The digit after the gene symbol is the GeneID For the https://www.ncbi.nlm.nih.gov/gene/?term=2%5Buid%5D
Hello,
A2M|2 means: Gene Symbol| Entrez Gene ID
Also, I check the files and the raw counts are not integers.
I think because they are the "estimated counts" produced by RSEM. Source: https://www.biostars.org/p/253526/
Thank you! Is it possible to get real raw counts (integers) using TCGAbiolinks?
thanks @tiagochst , yes @arrayprofile you can consider the HT-seq and data harmonized against GRCh38 if you want real raw counts (integers). Please consider our vignette https://bioconductor.org/packages/devel/bioc/vignettes/TCGAbiolinks/inst/doc/analysis.html
and the section : HTSeq data: Downstream analysis BRCA
Thanks. The harmonized data has 3 options for workflow.type: HTSeq - Counts, HTSeq - FPKM-UQ and HTSeq - FPKM.
What's the difference between the 3 options?

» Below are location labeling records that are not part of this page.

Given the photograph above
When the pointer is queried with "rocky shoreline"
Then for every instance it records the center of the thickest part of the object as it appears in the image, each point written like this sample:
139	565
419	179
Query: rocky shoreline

There is a description in this link: https://docs.gdc.cancer.gov/Data/Bioinformatics_Pipelines/Expression_mRNA_Pipeline/
Great, thank you!
One question, is RSEM estimated counts already normalized for both seq depth and seq length?

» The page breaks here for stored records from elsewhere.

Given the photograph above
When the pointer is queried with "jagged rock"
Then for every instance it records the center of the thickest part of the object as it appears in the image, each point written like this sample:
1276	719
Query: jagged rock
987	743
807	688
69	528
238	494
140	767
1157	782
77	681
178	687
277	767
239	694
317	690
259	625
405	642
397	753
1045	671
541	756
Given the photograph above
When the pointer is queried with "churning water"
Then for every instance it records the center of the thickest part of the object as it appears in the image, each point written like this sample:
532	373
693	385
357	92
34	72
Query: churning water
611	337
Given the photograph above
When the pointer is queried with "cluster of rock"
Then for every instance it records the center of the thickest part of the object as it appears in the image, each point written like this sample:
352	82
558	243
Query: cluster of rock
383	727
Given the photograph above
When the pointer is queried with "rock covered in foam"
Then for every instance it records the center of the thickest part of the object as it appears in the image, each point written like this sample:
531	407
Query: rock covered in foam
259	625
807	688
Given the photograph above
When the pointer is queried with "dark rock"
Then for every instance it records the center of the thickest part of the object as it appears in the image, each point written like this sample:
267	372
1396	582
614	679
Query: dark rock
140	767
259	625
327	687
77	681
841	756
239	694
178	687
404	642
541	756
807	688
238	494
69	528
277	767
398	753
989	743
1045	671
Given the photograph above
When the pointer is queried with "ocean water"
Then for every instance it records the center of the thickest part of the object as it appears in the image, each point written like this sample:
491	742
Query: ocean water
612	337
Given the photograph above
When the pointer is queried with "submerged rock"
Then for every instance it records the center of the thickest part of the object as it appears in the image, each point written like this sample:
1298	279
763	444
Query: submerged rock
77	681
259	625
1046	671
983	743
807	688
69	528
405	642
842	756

I tried harmonized database:
query <- GDCquery(project = "TCGA-OV", data.category = "Transcriptome Profiling", data.type = "Gene Expression Quantification", workflow.type = "HTSeq - Counts") GDCdownload(query, method = "api", files.per.chunk = 10) data <- GDCprepare(query, save=T, save.filename="TCGA.OV.raw.RData", remove.files.prepared=T)
count.raw<-assay(data)
but now I get ~50000 rows, instead of ~20000 rows when I used legacy database, and the first 2 rows are: TCGA-24-0982-01A-01R-1565-13 TCGA-24-1567-01A-01R-1566-13 ENSG00000000003 1965 8746 ENSG00000000005 14 7 ENSG00000000419 4023 5091 TCGA-25-1320-01A-01R-1565-13 TCGA-09-2045-01A-01R-1568-13 ENSG00000000003 6883 2174 ENSG00000000005 2 0 ENSG00000000419 4050 1158 TCGA-WR-A838-01A-12R-A406-31 ENSG00000000003 6136 ENSG00000000005 8 ENSG00000000419 2954
Is that because the raw counts from harmonized database is not on gene level? How do I go from here to get gene-level counts? Thank you!
what does "ENSG00000000003" represent? Can anyone help? Thanks!

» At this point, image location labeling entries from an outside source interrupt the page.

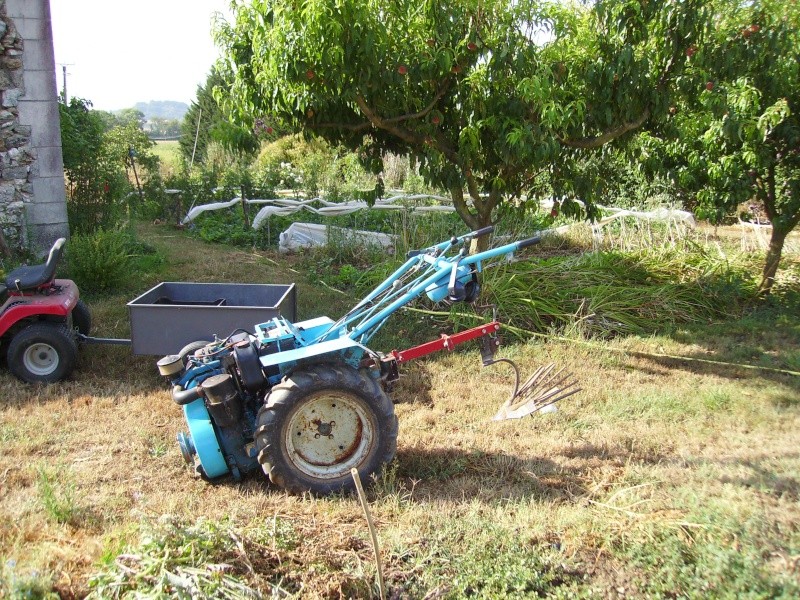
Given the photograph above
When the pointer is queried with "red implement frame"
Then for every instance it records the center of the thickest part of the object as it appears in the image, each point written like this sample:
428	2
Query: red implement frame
446	342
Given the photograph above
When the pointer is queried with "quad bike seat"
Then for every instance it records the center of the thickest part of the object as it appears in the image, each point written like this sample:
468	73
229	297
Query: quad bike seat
32	277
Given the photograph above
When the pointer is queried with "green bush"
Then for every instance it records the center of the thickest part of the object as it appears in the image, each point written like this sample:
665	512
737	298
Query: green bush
100	261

I figured out "ENSG00000000003" is ensemble ID, rowData() will extract the gene name. But harmonized dataset have 55388 unique genes, while legacy dataset have 19947 unique genes! Why is there such a huge difference just because of diffreent genome annotation?
Any followup on the difference of number of genes between legacy and harmonized dataset? Similarly for TCGA-BRCA, legacy dataset returns 20531 genes while the harmonized returns 56537 genes for workflow.type = "HTSeq - Counts". Thanks.
Hi, I downloaded ovarian cancer RNA-seq data, but find out not all raw count data are integers, can someone explain why?
Gene "A2M" has non-integer raw counts, why?
Also what does the digit after the gene symbol mean (e.g., "2" in A2M|2)?